Changepoints.jl
A Julia package for the detection of multiple changepoints in time series.
- Detection is based on optimising a cost function over segments of the data.
- Implementations of the most efficient search algorithms (PELT , Binary Segmentation).
- A wide choice of parametric cost functions already implemented such as a change in mean/variance/mean and variance for Normal errors.
- Changepoint algorithms have an interface which allows users to input their own cost functions
- Implementations of testing-based segmentation algorithms (Wild/Seeded Binary Segmentation, MOSUM) for the univariate mean change problem
For a general overview of the multiple changepoint problem and mathematical details see PELT. For an overview of segmentation algorithms, see Data segmentation algorithms: Univariate mean change and beyond.
Installation
Changepoints requires Julia version 0.7 or above. To install Changepoints simply run the following command inside Julia package mode (started by typing]
in the Julia REPL):
(v0.7) pkg> add Changepoints
Documentation
Most of the functionality of Changepoints has been documented. This is accessible in the Julia REPL in help mode. (started by typing '?' in the Julia REPL):
help?> @PELT
@PELT data changepoint_model [β₁ [β₂] ]
Runs the PELT algorithm on time series data using a specified changepoint_model and penalties.
If no penalty β₁ provided, a default of value log(length(data)) is used. If two penalties β₁ and β₂ are provided
then the CROPS algorithm is run which finds all optimal segmentations for all penalties between β₁ and β₂.
See also: PELT, CROPS
Example
≡≡≡≡≡≡≡≡≡
n = 1000
λ = 100
μ, σ = Normal(0.0, 10.0), 1.0
# Samples changepoints from Normal distribution with changing mean
sample, cps = @changepoint_sampler n λ Normal(μ, σ)
# Run PELT on sample
pelt_cps, pelt_cost = @PELT sample Normal(:?, σ)
Usage
As an example first we simulate a time series with multiple changes in mean and then segment it using PELT plotting the time series as we go.
Simulation
This code simulates a time series of length n with segments that have lengths drawn from a Poisson distribution with mean lambda.

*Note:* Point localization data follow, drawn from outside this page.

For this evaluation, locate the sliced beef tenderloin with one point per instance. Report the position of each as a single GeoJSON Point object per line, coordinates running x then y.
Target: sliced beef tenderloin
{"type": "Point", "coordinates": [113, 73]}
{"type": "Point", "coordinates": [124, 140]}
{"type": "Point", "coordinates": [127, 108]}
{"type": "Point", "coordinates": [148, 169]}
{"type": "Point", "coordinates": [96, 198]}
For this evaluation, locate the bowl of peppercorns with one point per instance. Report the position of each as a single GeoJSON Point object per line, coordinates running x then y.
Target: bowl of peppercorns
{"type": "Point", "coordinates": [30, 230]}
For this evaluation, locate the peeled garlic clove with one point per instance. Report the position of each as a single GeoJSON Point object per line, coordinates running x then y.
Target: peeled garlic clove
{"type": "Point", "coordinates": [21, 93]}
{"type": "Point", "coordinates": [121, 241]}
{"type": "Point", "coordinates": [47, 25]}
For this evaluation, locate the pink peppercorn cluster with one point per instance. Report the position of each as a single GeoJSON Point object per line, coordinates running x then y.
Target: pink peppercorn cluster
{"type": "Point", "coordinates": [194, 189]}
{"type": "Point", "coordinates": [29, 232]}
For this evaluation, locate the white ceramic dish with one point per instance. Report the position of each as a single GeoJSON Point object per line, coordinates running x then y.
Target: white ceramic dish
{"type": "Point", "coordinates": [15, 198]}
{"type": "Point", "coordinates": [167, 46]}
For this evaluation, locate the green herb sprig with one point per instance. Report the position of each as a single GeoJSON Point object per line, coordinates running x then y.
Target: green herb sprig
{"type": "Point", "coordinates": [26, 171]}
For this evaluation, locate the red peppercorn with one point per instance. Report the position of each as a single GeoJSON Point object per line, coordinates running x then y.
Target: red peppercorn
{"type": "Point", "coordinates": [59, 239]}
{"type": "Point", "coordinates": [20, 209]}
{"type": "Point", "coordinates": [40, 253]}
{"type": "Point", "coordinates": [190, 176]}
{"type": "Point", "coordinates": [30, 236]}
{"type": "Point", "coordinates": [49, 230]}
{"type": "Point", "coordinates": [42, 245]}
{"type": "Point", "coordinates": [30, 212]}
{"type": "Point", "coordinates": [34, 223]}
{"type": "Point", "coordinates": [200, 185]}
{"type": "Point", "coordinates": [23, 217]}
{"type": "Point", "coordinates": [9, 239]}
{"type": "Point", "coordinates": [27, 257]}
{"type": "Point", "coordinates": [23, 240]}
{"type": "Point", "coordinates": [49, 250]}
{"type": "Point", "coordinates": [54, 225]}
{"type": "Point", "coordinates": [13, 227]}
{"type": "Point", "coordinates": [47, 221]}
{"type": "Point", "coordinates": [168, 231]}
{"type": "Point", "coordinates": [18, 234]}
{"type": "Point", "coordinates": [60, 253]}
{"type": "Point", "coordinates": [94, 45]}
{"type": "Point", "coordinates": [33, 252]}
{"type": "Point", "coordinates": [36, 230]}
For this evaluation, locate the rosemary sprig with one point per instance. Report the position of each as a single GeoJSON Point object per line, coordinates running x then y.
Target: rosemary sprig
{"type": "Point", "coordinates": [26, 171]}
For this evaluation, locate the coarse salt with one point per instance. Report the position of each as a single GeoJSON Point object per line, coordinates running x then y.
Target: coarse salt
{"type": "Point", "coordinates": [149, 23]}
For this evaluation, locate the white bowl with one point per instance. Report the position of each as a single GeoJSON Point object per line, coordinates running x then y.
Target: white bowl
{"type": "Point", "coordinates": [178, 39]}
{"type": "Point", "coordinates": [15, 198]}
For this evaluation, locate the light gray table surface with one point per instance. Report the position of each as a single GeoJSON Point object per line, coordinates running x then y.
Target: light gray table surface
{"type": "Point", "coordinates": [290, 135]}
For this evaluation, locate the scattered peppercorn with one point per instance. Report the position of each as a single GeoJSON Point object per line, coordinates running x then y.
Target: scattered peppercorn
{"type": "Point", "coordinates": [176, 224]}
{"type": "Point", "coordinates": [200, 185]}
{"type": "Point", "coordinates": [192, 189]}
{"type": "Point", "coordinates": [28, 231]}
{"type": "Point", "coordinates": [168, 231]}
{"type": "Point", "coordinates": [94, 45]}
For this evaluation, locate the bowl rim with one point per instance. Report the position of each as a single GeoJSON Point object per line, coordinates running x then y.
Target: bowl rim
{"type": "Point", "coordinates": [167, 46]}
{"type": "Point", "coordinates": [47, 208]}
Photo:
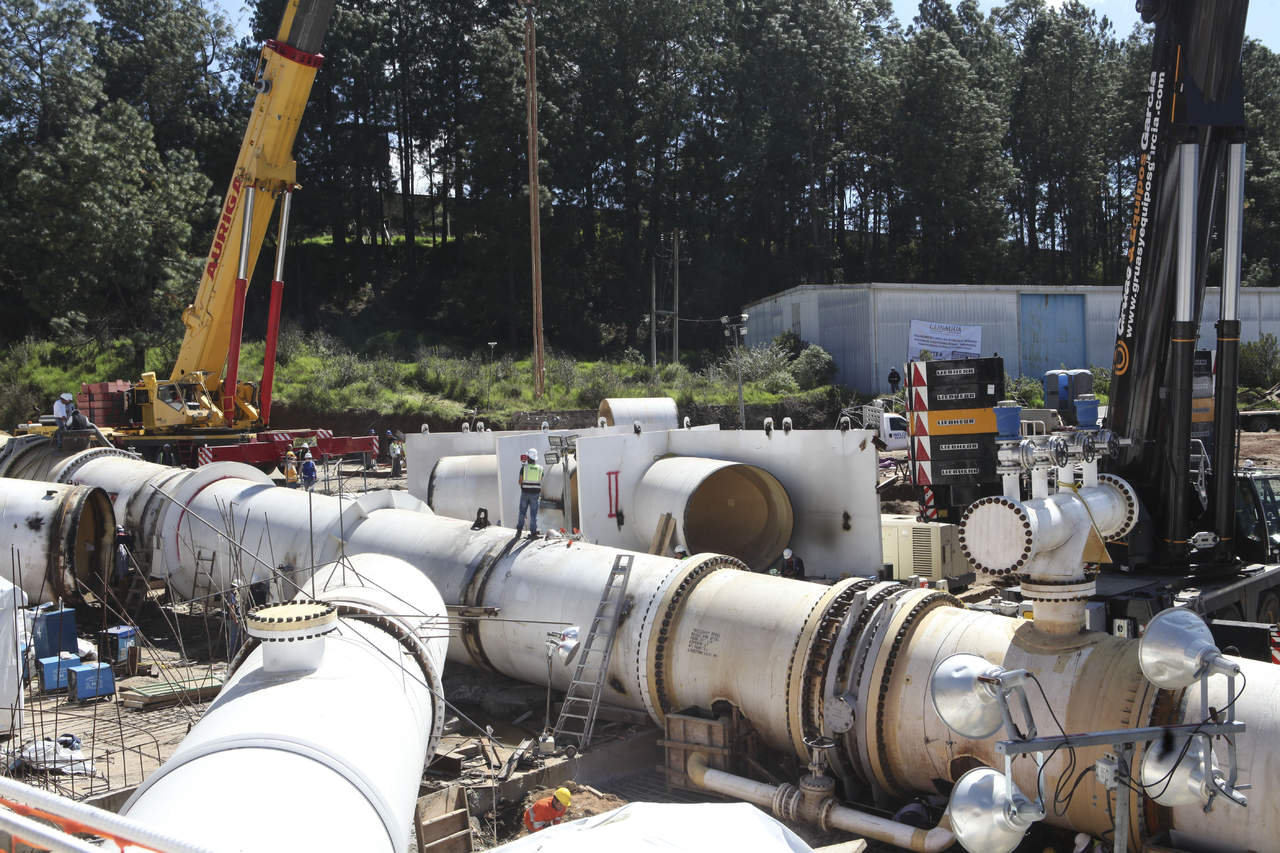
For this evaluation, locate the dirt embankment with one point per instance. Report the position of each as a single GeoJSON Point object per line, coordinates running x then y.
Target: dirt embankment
{"type": "Point", "coordinates": [803, 415]}
{"type": "Point", "coordinates": [1264, 448]}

The variance is fixed in this case as one but for each new segment a new mean is drawn from a standard gaussian distribution.
n = 1000 # Sample size
λ = 70 # freq of changepoints
μ, σ = Normal(0,1), 1.0
data, cps = @changepoint_sampler n λ Normal(μ, σ)
To segment the data assuming it is Normally distributed and has a constant variance of one, using a default penalty (the log of the length of the data) can be done using the @PELT macro. Currently, this package supports the Gadfly and Winston packages for the convenient plotting of the results. These packages must be explicity loaded to make use of this functionality. If the plotting package was loaded after Changepoints, then the user must run an additional command to load the plotting functionaly, e.g. Changepoints.Gadfly_init()
.
pelt_cps, cost = @PELT data Normal(:?, 1.0)
plot(data, pelt_cps)
Penalty selection
The methods implemented view the problem as one of optimising a penalised cost function where the penalty comes in whenever a new changepoint is added. Assuming we have specified the correct parametric (non-parametric cost coming soon) model/cost function then the only area of possible misspecification is in the value of the penalty. There is no "correct" choice of penalty however it can be very instructive to look at the segmentations and especially the number of changepoints for a range of penalties. The Changepoints for a Range Of Penalties (CROPS) method allows us to do this efficiently using PELT, by exploiting the relationship between the penalised and constrained versions of the same optimisation problem. For more information see CROPS.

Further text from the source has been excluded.